Coercive behaviours silence clever, experienced, people – people valued for their thinking and expert know-how. The research is unequivocal. If you are the target, or a witness of these behaviours, your ability and willingness to do your job and to collaborate is significantly undermined. We rightly pay attention to the efficiency and cost of our services, but we do not seem to be as curious about the loss of value when people are silenced, distracted, or withholding effort.

It is as if we have forgotten the pleasure of a good argument, rooted in an ethic of inquiry. Where the purpose is to understand other points of view, and where you have the time and opportunity to explain yourself and possibly change opinions.

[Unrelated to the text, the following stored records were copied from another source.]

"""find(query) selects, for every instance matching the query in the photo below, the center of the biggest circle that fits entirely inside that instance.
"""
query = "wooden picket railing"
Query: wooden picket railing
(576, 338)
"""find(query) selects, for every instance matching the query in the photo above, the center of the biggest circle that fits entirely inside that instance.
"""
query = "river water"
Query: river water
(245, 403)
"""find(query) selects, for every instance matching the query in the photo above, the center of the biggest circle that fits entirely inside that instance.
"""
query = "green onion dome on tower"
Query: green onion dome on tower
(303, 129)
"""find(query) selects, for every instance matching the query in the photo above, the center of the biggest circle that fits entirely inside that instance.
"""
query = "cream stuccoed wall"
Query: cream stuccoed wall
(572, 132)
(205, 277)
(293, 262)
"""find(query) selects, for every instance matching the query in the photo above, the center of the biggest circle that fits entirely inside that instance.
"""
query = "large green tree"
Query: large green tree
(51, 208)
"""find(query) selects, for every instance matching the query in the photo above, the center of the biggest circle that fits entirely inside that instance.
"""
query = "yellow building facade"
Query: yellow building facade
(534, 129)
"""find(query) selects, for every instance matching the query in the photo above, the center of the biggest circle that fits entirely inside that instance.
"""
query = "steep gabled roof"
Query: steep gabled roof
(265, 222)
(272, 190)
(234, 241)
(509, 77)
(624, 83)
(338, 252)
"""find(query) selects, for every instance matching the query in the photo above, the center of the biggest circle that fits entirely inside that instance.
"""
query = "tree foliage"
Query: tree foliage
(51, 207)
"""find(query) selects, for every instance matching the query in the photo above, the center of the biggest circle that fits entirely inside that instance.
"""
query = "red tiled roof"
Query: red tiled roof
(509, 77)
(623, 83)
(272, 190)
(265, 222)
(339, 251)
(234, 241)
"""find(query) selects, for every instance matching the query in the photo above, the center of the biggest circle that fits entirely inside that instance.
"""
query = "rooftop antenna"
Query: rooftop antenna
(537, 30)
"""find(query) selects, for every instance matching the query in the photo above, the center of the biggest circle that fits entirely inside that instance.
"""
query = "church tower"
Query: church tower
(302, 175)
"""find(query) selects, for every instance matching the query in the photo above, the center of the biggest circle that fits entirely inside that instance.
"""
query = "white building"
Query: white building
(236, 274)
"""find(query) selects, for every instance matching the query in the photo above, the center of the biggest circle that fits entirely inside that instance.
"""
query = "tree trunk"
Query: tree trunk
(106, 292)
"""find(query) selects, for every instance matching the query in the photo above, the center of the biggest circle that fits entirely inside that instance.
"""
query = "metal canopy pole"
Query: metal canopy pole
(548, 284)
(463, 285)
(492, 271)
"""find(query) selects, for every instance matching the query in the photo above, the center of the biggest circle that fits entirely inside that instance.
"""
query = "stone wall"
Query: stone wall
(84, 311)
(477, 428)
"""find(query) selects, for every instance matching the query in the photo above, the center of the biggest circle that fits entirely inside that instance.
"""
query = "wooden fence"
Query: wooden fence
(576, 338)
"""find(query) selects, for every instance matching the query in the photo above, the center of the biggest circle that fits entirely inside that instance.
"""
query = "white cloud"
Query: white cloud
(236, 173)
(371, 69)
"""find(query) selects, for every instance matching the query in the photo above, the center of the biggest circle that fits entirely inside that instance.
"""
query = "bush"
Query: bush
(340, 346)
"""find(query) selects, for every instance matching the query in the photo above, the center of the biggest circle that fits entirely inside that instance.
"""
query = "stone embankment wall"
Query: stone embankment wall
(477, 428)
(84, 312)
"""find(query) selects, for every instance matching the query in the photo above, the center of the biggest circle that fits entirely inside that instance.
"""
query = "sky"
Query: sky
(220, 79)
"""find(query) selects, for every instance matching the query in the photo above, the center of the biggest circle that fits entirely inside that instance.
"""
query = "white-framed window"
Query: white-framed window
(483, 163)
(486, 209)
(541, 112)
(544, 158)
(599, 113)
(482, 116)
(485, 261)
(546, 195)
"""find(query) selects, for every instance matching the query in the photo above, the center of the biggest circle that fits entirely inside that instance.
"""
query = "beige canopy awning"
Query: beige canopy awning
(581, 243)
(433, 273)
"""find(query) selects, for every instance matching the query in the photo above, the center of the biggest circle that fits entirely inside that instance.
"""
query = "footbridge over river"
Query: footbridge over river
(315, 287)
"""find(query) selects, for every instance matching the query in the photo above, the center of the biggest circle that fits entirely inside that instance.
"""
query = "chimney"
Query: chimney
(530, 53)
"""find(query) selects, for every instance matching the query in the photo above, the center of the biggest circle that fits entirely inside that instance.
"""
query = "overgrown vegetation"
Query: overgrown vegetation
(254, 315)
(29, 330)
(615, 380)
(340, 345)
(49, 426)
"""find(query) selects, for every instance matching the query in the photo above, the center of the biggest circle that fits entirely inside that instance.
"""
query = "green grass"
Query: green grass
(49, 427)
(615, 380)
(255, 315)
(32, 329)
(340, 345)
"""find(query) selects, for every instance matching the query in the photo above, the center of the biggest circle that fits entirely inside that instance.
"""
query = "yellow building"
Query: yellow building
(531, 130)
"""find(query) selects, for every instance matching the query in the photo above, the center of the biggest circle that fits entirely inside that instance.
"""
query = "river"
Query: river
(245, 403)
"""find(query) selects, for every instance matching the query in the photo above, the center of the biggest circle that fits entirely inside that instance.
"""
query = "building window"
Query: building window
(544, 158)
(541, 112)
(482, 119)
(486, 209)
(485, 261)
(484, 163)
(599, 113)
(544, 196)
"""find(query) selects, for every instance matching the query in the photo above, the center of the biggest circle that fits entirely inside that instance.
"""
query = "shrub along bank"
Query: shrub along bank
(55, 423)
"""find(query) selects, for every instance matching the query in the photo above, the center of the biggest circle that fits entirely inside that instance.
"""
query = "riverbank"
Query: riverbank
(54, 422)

Where good conversational skills include the willingness to say ‘stop’ and ask ‘why do you think that?’ The willingness and skills to be stubborn and flexible, awkward and constructive, tenacious and kind.

Coercive behaviours silence clever, experienced, people – people valued for their thinking and expert know-how.

We can forget how hard won this sort of conversation can be and how hard we have to work to allow ourselves and others to speak freely as part of the daily conversational practice in a team or service. As Zeldin notes in An intimate history of humanity, free speech was an ‘empty right until people freed themselves of the feeling that they did not know how to express themselves properly’ and that we needed to overcome ‘the old ingrained dislike of being interrupted, which seemed like a mutilation’.

Sometimes, listening to people describe a meeting in which they have been shouted at, or sworn at, I think we have returned to an earlier time where being questioned and not being agreed with immediately is experienced as an attack and losing face. However, what is changing is that some people are prepared to resist being silenced and find a way of kindly and firmly asking people to say more about what they are thinking and noticing. To welcome conversation as inquiry as a practical way of keeping people safer, regardless of their role. The conversation we hope to have on 9 July is an opportunity to understand more about how people do this.